Ulric headed straight for the church door and out into the night. It was raining lightly and the slight drizzle ran down his face and refreshed his furrowed brow. The last five minutes had turned a night of sorrow into one of hope and encouragement. What if Godfrey was right and Harold had managed to switch clothing? The Saxon King could fight another day. All was not lost!
Ulric stood yards from the church door looking to the heavens; his arms outstretched welcoming the pouring rain, as it now cascaded in a heavier descent. A smile etched right across his face. Brother Raymond watched Ulric from the church door and shook his head in bewilderment. Raymond had known of the Housecarl, Godfrey for a number of years. How could Ulric question his identification? With the dying Saxon soldiers still in need of his attention, Raymond turned about and walked back into the dryness of the church leaving Ulric in the rain.
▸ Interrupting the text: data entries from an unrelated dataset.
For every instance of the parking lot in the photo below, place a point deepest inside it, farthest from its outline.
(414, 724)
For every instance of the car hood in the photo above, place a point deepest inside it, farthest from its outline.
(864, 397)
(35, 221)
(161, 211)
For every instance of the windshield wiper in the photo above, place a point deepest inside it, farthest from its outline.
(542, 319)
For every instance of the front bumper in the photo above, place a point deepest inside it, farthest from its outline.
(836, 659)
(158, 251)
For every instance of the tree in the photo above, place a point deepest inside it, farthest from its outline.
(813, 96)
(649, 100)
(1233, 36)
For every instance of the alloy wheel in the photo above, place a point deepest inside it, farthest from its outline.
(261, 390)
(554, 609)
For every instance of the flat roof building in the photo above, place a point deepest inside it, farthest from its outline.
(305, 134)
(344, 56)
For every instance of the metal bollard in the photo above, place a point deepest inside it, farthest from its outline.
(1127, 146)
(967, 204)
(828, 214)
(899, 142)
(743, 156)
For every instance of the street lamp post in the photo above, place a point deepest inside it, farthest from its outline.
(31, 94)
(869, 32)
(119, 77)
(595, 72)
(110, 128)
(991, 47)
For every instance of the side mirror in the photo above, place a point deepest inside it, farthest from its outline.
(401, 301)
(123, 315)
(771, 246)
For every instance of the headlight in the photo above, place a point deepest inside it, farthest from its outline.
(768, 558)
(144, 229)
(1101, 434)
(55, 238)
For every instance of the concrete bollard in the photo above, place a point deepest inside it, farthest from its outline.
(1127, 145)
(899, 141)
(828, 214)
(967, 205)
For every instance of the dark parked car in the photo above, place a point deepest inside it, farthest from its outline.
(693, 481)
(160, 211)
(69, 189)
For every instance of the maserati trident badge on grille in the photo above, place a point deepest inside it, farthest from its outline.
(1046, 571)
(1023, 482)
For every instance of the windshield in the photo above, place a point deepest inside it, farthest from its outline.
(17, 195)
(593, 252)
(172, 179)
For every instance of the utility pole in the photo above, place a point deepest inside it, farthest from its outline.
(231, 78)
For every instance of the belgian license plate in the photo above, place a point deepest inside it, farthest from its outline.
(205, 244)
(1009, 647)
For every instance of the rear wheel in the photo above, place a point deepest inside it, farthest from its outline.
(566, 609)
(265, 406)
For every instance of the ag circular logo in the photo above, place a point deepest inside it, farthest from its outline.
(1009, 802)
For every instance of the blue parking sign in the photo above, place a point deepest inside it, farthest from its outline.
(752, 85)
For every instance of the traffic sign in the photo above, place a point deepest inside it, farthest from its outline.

Ulric was now on his knees in a puddle that had formed in the sodden earth where he knelt. This did not seem to bother the monk. He again looked up into the night sky, outstretched his arms and began to laugh uncontrollably. The soldiers from the Saxon army lay in his church, the battle was lost, but yet he laughed. Tears of joy mixed with the autumn rain ran down his face.
“He lives,” cried Ulric into the night sky, “he lives!!”